Obligatory quality management and accreditation in laboratory medicine
Hôpital, Patients, Santé et Territories (HPST), a new hospital reform bill, was passed by the French Government and became law in July 2009. While directly related to hospitals it also places new importance on health from the patients’ perspective outside the hospital. Importantly for laboratory medicine, the act makes accreditation for both public and private laboratories obligatory rather than mandatory.
According to article 69 of the HPST law, within six months from its publication all laboratories must put in process the steps that will control the creation, organisation and running of medical biology labs. In practice, this aims to guarantee better the quality of tests provided by laboratories.
For Jean Benoît, President of the Syndicat des Biologistes (French biologists union), making accreditation obligatory is an important step in the quality process. Accreditation is the best way to follow the quality of services offered by laboratories and to ensure that results are standardised across the country.
In line with European law, accreditation will at first only be granted at national level by an organisation known as Cofrac, which has been given the task of inspecting laboratories and giving certificates where gained. Due to the importance of this sector, Cofrac is creating a new department, ‘Human Health’, to cope with the task ahead. (Details: www.cofrac.fr).

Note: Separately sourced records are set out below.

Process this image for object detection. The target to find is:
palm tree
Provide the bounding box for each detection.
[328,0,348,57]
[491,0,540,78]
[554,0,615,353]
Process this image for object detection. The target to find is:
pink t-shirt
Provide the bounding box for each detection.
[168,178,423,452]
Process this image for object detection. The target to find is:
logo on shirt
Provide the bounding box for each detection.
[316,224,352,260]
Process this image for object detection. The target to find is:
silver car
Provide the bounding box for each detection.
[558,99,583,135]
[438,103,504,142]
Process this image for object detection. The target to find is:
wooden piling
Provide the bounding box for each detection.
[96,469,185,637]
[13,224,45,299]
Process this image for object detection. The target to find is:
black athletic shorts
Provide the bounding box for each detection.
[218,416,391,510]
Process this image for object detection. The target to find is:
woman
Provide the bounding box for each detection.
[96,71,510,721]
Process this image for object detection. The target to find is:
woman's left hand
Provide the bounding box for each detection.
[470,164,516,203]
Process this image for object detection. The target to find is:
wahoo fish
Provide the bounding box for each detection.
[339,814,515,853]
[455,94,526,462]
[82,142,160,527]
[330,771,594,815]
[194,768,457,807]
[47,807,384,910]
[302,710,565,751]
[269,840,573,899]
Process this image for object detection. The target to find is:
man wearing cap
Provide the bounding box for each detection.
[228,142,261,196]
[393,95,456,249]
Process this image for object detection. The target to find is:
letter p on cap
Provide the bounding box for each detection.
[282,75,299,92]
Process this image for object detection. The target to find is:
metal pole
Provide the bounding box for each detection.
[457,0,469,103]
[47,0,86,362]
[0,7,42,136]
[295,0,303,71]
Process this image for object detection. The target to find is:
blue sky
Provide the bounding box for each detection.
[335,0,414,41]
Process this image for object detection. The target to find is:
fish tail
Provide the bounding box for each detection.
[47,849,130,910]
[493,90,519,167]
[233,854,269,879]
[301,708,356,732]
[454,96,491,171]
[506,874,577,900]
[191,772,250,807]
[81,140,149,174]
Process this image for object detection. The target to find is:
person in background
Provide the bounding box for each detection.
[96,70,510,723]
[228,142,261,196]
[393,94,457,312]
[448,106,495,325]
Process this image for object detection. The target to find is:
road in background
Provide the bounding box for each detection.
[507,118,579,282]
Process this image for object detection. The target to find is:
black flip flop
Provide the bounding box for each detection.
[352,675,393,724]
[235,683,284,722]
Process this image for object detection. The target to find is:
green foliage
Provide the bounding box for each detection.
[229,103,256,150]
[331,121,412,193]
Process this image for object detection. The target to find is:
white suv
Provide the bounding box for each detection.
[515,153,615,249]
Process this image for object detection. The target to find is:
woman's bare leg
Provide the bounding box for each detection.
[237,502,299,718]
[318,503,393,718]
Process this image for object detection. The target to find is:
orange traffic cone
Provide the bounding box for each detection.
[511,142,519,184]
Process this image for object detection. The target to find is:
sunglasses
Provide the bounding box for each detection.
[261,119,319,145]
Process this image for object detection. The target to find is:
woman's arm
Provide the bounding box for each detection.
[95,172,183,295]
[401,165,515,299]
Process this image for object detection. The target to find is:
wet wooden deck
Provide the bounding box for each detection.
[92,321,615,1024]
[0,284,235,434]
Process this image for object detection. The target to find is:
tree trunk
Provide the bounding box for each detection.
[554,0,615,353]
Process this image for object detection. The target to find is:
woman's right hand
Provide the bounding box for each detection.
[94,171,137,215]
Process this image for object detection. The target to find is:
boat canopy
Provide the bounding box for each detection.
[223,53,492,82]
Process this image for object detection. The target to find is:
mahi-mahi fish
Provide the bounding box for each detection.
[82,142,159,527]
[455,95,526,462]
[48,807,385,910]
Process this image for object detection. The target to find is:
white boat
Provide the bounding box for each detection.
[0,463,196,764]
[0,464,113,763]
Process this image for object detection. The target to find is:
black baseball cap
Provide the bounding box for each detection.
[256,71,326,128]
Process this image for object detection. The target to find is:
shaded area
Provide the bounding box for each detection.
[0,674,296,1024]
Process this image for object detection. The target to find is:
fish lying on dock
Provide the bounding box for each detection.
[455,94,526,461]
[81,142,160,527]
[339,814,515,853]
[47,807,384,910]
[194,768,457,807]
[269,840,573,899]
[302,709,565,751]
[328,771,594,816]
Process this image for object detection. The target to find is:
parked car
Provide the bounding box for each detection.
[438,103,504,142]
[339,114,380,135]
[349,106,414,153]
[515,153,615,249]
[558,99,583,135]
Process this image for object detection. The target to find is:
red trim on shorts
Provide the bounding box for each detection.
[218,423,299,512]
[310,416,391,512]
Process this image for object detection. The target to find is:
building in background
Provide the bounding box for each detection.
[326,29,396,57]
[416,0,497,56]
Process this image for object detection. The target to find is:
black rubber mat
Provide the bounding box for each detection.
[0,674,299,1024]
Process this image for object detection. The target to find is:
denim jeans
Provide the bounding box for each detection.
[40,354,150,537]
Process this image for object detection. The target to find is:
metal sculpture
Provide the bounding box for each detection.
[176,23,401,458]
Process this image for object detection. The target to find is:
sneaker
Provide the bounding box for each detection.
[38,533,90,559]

Once granted, accreditation covers all activities carried out by the lab, but it will have to be renewed frequently, probably every 15-18 months. The accreditation that may cover numerous labs from different sites and many different procedures has to be continuous, from the taking of samples to the presentation and interpretation of results.
Amongst health professionals in France, medical biologists are the only ones to have already put in place practice guidelines that include quality assurance. Their good laboratory practice guide, GBEA dates back to 1994 and Bio Qualité was introduced in 2002. This latter was an initiative driven by the profession, which guided LAMs, (medical analysis labs) to put all the necessary quality assurance steps in place. Bio Qualité corresponds closely to standards ISO 9001 (95%) and EN 15189 (85%). The EN 15189 is the accreditation standard chosen by the International Federation of Clinical Chemistry and Laboratory Medicine (IFCC) for all European medical laboratories.
Almost 3,000 labs in France are members of Bio Qualité, which is ISO 9001, recognised by the national health authority (HAS) and the social security (CPAM).
According to Cofrac only 100 out of a total of more than 5,000, are so far accredited EN 15189, so there is a formidable job in front of French laboratories and accrediting staff, which will be essential in promoting the quality of the work carried out in biological laboratories in this country.